Oferecer materiais que estimulem o pensar e permitam que a criança os
explorem à medida em que estão disponíveis e se mostram como caminhos
sedutores para o seu aprendizado. Oferecer atividades que estabeleçam
conexões, tanto da criança com o mundo quanto de uma criança com a outra.
Trabalhar questões como diversidade, respeito, alteridade, injustiça social,
questões de classe, raça e liberdade de são bem-vindos nesse quesito.
Antes de propor suas próprias perguntas como profissional da educação, escute
e acolha as perguntas das próprias crianças.
A educadora Josiane conta que, na Carambola, cuidar para que as relações
sejam sofisticadas e os espaços e acessórios o mais simples possível é uma das
formas de colocar em prática a escuta que se espera de uma escola que se
pretenda malaguzziana. Para isso, é preciso dedicação e sensibilidade integrais
do educador. Assim, o protagonismo é da criança, mas é também do professor.

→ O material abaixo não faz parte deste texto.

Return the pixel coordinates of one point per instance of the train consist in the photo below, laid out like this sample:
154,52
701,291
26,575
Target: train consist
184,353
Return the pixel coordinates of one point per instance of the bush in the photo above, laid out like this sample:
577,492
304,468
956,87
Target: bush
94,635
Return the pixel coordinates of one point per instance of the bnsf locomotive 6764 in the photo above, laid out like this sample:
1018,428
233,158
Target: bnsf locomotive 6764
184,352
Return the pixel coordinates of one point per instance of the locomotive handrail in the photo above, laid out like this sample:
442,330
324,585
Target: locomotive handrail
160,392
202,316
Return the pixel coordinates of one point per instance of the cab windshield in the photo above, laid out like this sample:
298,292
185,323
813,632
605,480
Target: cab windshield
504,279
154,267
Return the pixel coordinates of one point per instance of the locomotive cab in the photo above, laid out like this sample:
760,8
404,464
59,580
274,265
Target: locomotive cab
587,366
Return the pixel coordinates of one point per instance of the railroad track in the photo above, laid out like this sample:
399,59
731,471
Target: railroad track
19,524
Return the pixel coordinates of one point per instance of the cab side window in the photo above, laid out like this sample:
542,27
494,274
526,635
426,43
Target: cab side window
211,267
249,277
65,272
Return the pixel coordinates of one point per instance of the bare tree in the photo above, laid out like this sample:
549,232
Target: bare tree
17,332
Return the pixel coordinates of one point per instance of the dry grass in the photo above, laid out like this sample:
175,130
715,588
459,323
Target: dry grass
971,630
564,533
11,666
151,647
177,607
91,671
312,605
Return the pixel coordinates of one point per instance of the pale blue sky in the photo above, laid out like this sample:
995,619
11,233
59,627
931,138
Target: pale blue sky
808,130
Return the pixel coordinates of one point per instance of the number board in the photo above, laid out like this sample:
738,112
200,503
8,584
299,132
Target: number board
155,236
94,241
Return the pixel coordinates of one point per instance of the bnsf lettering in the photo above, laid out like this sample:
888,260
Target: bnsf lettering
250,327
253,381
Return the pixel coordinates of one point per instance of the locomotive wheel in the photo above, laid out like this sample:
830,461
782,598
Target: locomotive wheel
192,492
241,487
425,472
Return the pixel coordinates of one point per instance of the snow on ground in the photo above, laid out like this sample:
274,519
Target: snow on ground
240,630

“Escutar é abrir um espaço interno em que o outro pode entrar. Escuta é
sensibilidade àquilo que nos conecta ao outro”, diz.
Por fim, cabe dizer que todo processo de ressignificação das práticas cotidianas
requer, antes, que se olhe para si mesmo e repense quais são as estruturas que
precisam se transformar para que aquela nova forma de viver a educação se
naturalize no educador e na escola. Passamos por um processo de
dessensibilização e descrença no humano, e cabe à educação propor um
caminho de volta. Se Josiane está certa quando diz que a criança é a
humanidade em seu estado de inauguração, é preciso acreditar no potencial das
crianças, que só pode emergir de tempo, de espaço e de uma escuta atenta ao
que elas dizem, sentem e realizam.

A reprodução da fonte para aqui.